Люсьен жрет вместе с поварами. Разогревают кофе. Мы смотрим на них издали: мелкая кучка жирных типов. Испанец-фельдшер тоже греет кофе.
На ветру дождь льет как из ведра.
Где же Казенав? Подходит Гастон, на нем лица нет.
– Похоже, они его пристрелили.
– Но мы же ничего не слышали! Пристрелили старого немца!
– Да нет, – говорит Гастон. – Казенава тоже пристрелили, уже потом; он упал по дороге.
Я стою, засунув руки в карманы. С одеяла на нос стекают капли дождя. У Гастона борода, губы толстые и бескровные, на нос тоже капает дождь. Мы смотримся стариками.
Люсьен стоит там и пьет кофе, чему-то смеется.
– Antreten!
Выходим на дорогу, она асфальтовая. Скоро войдем в город. Приказано снять и свернуть одеяла.
Вот и первые дома. Улочки узкие и грязные. На окнах раздвигаются занавески, к стеклам прилипают женские лица; минуту назад эти женщины слушали радио, грелись у печки или что-нибудь штопали. Колонна тянется по длинной улице. Konditorei. Kaffeterei…[62] Одна немка смеется, показывая пальцем на одного из нас.
– Смейтесь, смейтесь, сучки, вы свое получите, – говорит один товарищ.

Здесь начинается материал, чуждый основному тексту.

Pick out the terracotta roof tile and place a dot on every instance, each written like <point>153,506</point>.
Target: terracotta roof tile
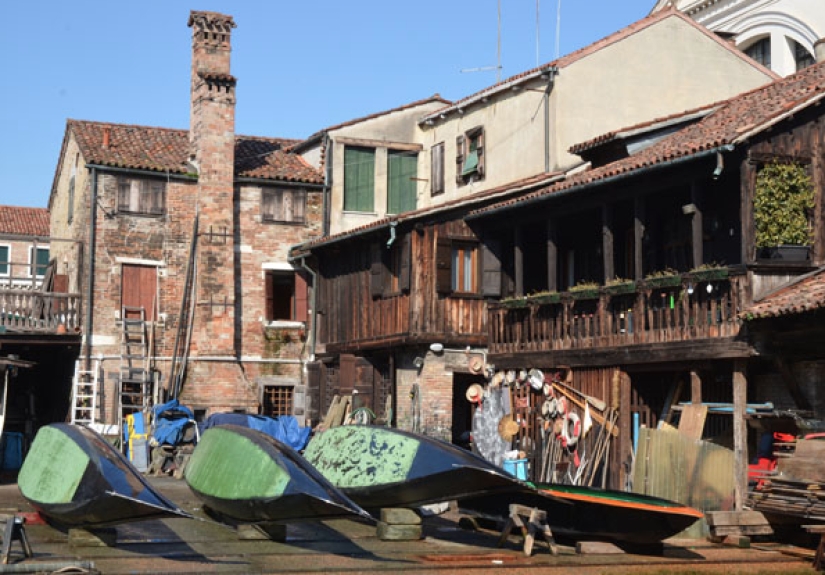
<point>24,221</point>
<point>167,150</point>
<point>804,294</point>
<point>733,122</point>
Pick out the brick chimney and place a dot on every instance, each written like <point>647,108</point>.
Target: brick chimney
<point>212,153</point>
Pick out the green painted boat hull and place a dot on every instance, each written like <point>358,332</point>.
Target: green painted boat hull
<point>381,467</point>
<point>245,476</point>
<point>75,478</point>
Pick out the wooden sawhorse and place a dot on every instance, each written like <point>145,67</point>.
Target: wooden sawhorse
<point>819,558</point>
<point>536,523</point>
<point>14,530</point>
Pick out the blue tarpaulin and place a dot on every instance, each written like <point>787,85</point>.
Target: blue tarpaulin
<point>170,419</point>
<point>284,428</point>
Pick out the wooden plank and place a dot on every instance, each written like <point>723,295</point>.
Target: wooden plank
<point>692,421</point>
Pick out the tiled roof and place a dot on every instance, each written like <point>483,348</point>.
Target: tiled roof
<point>572,57</point>
<point>735,121</point>
<point>24,221</point>
<point>804,294</point>
<point>167,150</point>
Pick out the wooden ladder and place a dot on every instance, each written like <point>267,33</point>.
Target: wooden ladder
<point>134,382</point>
<point>85,385</point>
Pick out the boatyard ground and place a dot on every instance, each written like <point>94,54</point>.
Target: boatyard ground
<point>343,546</point>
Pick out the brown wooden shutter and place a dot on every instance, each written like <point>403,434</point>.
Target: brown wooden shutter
<point>443,265</point>
<point>491,268</point>
<point>459,159</point>
<point>301,298</point>
<point>480,152</point>
<point>376,271</point>
<point>406,260</point>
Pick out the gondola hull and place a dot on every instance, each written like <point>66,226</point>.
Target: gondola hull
<point>381,467</point>
<point>75,478</point>
<point>245,476</point>
<point>590,514</point>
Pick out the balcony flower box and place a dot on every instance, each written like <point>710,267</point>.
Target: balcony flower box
<point>545,298</point>
<point>709,274</point>
<point>620,288</point>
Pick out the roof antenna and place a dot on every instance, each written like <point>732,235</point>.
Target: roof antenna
<point>558,27</point>
<point>497,67</point>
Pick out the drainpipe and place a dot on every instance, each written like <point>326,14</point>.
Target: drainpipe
<point>90,279</point>
<point>313,321</point>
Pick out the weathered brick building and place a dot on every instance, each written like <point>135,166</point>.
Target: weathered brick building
<point>183,261</point>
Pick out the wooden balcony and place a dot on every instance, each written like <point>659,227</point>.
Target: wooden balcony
<point>678,308</point>
<point>33,311</point>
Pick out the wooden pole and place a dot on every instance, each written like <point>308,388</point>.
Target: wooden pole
<point>740,435</point>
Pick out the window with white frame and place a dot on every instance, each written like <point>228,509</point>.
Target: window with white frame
<point>141,196</point>
<point>470,156</point>
<point>283,205</point>
<point>5,260</point>
<point>38,260</point>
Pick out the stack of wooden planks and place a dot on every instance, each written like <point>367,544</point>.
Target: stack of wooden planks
<point>798,487</point>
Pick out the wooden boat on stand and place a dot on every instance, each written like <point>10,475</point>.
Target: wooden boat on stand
<point>75,478</point>
<point>245,476</point>
<point>589,514</point>
<point>379,467</point>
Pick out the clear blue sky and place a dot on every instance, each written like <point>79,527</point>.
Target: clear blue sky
<point>301,66</point>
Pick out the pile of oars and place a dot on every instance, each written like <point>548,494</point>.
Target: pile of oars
<point>788,497</point>
<point>594,453</point>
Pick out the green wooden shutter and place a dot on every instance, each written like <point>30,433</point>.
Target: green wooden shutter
<point>402,168</point>
<point>359,179</point>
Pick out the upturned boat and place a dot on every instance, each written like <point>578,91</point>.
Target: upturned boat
<point>75,478</point>
<point>381,467</point>
<point>245,476</point>
<point>591,514</point>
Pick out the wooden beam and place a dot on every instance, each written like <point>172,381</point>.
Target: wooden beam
<point>740,435</point>
<point>697,239</point>
<point>607,242</point>
<point>695,387</point>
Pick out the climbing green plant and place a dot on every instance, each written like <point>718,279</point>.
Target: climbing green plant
<point>783,200</point>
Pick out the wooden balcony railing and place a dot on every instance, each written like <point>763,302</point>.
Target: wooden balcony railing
<point>669,309</point>
<point>27,310</point>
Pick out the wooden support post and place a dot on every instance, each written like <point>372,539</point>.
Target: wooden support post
<point>15,532</point>
<point>740,434</point>
<point>695,387</point>
<point>536,523</point>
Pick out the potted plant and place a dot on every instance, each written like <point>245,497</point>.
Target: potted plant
<point>782,203</point>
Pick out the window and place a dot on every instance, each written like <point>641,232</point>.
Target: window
<point>465,270</point>
<point>39,260</point>
<point>467,266</point>
<point>802,57</point>
<point>760,51</point>
<point>470,156</point>
<point>141,196</point>
<point>402,169</point>
<point>359,179</point>
<point>5,252</point>
<point>138,289</point>
<point>286,296</point>
<point>283,205</point>
<point>437,169</point>
<point>390,269</point>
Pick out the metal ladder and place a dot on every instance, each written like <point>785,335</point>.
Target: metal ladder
<point>134,382</point>
<point>84,393</point>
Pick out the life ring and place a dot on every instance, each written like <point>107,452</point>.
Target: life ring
<point>571,430</point>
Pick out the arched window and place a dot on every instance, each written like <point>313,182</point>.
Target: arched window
<point>760,51</point>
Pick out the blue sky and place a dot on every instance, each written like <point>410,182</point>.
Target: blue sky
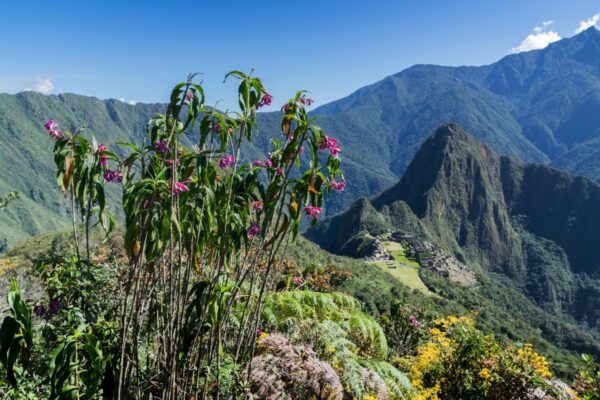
<point>137,50</point>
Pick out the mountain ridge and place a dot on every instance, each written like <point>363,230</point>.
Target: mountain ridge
<point>536,225</point>
<point>538,106</point>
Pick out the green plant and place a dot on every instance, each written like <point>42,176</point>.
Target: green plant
<point>353,342</point>
<point>587,382</point>
<point>78,366</point>
<point>198,220</point>
<point>16,335</point>
<point>8,198</point>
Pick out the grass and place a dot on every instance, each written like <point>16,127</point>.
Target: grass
<point>405,274</point>
<point>398,252</point>
<point>404,269</point>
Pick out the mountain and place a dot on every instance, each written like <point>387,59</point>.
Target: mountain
<point>536,226</point>
<point>26,154</point>
<point>539,106</point>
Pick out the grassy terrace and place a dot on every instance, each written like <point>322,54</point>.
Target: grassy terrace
<point>404,269</point>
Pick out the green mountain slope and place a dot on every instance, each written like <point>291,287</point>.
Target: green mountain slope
<point>534,225</point>
<point>539,106</point>
<point>26,155</point>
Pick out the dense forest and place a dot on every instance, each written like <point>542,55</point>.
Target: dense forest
<point>208,289</point>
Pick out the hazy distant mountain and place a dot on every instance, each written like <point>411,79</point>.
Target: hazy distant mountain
<point>540,106</point>
<point>538,226</point>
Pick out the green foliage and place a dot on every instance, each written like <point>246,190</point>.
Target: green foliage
<point>8,198</point>
<point>16,335</point>
<point>587,382</point>
<point>350,340</point>
<point>457,361</point>
<point>77,367</point>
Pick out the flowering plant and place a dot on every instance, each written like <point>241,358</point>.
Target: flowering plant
<point>198,220</point>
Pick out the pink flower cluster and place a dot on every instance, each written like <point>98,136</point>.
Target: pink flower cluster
<point>257,205</point>
<point>253,230</point>
<point>264,101</point>
<point>101,156</point>
<point>179,188</point>
<point>339,186</point>
<point>313,211</point>
<point>113,176</point>
<point>298,280</point>
<point>307,101</point>
<point>226,161</point>
<point>53,131</point>
<point>161,146</point>
<point>331,145</point>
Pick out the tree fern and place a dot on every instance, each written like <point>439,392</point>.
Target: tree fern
<point>352,341</point>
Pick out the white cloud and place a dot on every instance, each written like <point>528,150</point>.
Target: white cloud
<point>41,85</point>
<point>541,37</point>
<point>130,102</point>
<point>587,23</point>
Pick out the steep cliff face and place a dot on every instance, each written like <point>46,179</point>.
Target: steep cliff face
<point>538,226</point>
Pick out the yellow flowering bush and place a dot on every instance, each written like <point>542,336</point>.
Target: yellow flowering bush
<point>460,362</point>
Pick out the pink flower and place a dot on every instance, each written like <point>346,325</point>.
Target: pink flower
<point>113,176</point>
<point>414,321</point>
<point>51,125</point>
<point>339,186</point>
<point>253,230</point>
<point>226,161</point>
<point>179,188</point>
<point>56,134</point>
<point>161,146</point>
<point>331,145</point>
<point>305,100</point>
<point>298,280</point>
<point>103,160</point>
<point>257,205</point>
<point>265,100</point>
<point>313,211</point>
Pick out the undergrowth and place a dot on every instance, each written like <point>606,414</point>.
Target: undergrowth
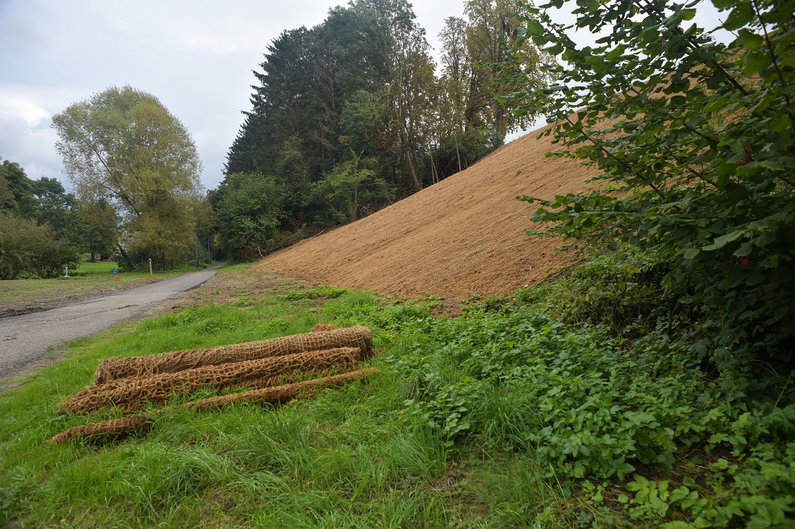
<point>538,411</point>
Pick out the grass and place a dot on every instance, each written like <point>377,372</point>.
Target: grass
<point>23,295</point>
<point>501,417</point>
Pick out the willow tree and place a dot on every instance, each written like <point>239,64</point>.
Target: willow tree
<point>124,146</point>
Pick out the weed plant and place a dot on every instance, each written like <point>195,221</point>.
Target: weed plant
<point>523,412</point>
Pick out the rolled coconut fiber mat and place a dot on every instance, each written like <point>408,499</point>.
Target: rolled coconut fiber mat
<point>133,393</point>
<point>119,428</point>
<point>282,394</point>
<point>107,430</point>
<point>143,366</point>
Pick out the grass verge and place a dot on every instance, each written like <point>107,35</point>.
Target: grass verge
<point>500,417</point>
<point>18,296</point>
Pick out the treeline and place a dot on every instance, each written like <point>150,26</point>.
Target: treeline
<point>353,114</point>
<point>43,228</point>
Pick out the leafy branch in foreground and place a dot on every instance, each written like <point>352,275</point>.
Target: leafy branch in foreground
<point>695,138</point>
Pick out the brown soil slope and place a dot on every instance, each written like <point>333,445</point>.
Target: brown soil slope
<point>460,237</point>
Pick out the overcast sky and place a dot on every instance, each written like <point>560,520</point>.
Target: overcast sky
<point>196,56</point>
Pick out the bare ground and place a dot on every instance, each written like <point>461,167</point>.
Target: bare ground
<point>464,236</point>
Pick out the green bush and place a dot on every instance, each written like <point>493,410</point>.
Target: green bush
<point>28,247</point>
<point>696,136</point>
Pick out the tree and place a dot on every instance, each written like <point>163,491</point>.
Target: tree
<point>100,232</point>
<point>28,247</point>
<point>122,145</point>
<point>249,209</point>
<point>504,61</point>
<point>698,139</point>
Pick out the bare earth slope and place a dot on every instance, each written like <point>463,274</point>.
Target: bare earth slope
<point>460,237</point>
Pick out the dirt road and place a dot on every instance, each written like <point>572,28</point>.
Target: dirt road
<point>25,339</point>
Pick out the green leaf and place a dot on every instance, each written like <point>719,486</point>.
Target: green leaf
<point>690,253</point>
<point>739,17</point>
<point>723,240</point>
<point>748,40</point>
<point>746,249</point>
<point>534,28</point>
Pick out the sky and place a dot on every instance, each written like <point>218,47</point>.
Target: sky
<point>196,56</point>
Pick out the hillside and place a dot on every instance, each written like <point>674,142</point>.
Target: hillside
<point>460,237</point>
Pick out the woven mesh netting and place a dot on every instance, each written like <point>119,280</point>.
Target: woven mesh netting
<point>134,393</point>
<point>144,366</point>
<point>106,430</point>
<point>282,394</point>
<point>321,327</point>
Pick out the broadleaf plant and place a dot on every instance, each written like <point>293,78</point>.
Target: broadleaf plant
<point>695,144</point>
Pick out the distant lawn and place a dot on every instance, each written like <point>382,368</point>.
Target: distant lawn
<point>28,295</point>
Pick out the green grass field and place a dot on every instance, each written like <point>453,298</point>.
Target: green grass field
<point>23,295</point>
<point>500,417</point>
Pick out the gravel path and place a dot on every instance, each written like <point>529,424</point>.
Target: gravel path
<point>25,339</point>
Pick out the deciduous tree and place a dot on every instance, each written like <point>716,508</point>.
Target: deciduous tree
<point>124,146</point>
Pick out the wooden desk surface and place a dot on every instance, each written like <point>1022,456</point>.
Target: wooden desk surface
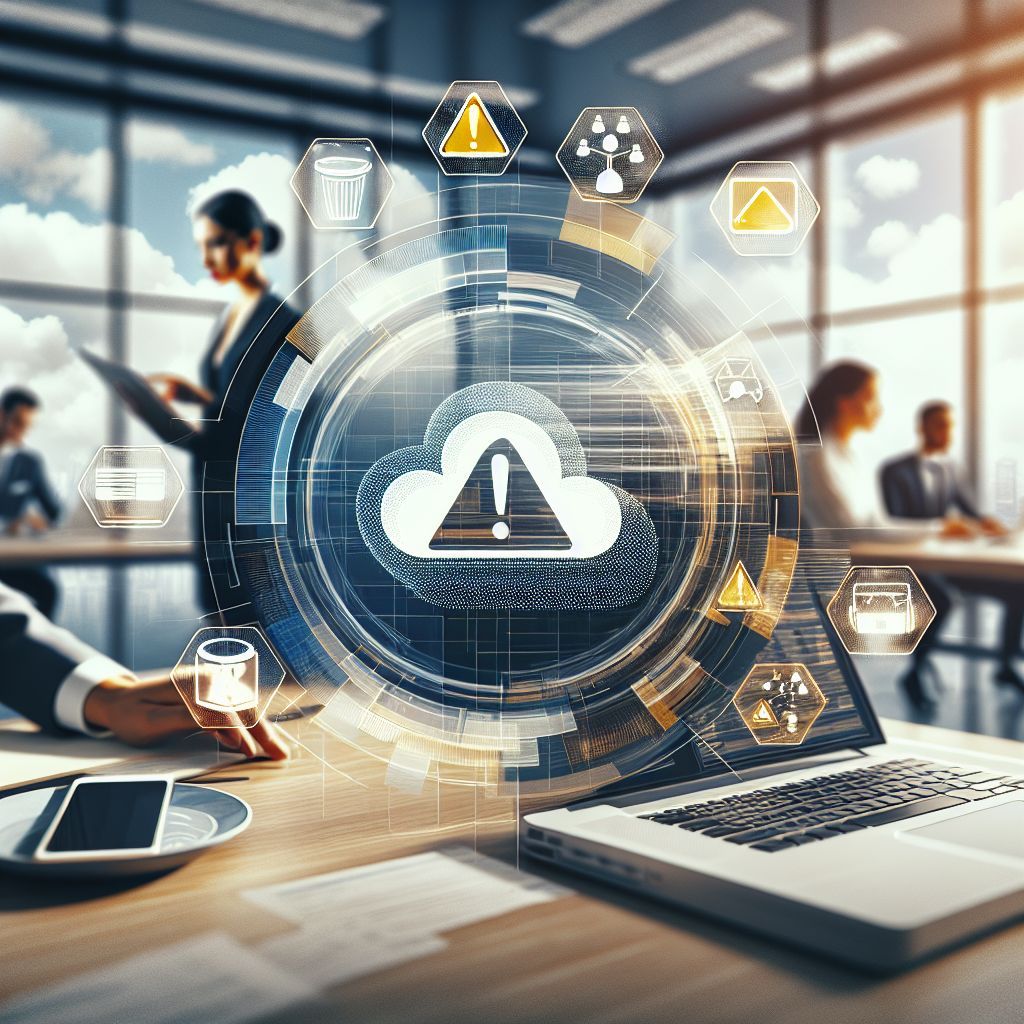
<point>64,549</point>
<point>978,559</point>
<point>597,956</point>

Другие как будто столбенеют, загораживают ладонью глаза, словно бы наш вид слепит их. Улица пошла вниз. Прохожие на тротуарах останавливаются. Фриц, идя сбоку, улыбается встречным молодкам. Одна из них спрашивает у него, кто мы такие. Польщенный, он останавливается и обходительно объясняет. Дама кивает. Следующая улица идет на подъем, мы выходим на площадь, останавливаемся перед собором. Нас выстраивают перед папертью. Офицер-эсэсовец что-то говорит. Нам переводят: «Ночевать будете в соборе. Это историческая достопримечательность: не вздумайте вести себя как варвары, иначе будут санкции». Первыми входят поляки. Мы топчемся на входе.
Настоящий собор. С органом, да, звучит орган. Мы медленно, один за другим, входим; настоящий собор, сумрачно, как в соборе, настоящий орган. Органист не видит, кто вошел. Увидев нас, какая-то старуха пугается и начинает быстро собирать молитвенники со стоящих по стенкам этажерок. Органист продолжает играть. Атмосфера торжественности, созерцательности, благородства.
Органист так ничего и не видит. Алтарь пуст, органист продолжает играть, мы рассаживаемся по скамьям; сначала чувствуем себя скованно, потом ничего, отходим, начинаем шутить.
Поляки расположились на коврах перед алтарем. Мы пытаемся улечься на скамьях или на плитах. Теперь в соборе тоже есть вши, по крайней мере на коврах перед алтарем точно будут. Старуха куда-то пропала. Орган смолк. Мы так и не увидели органиста.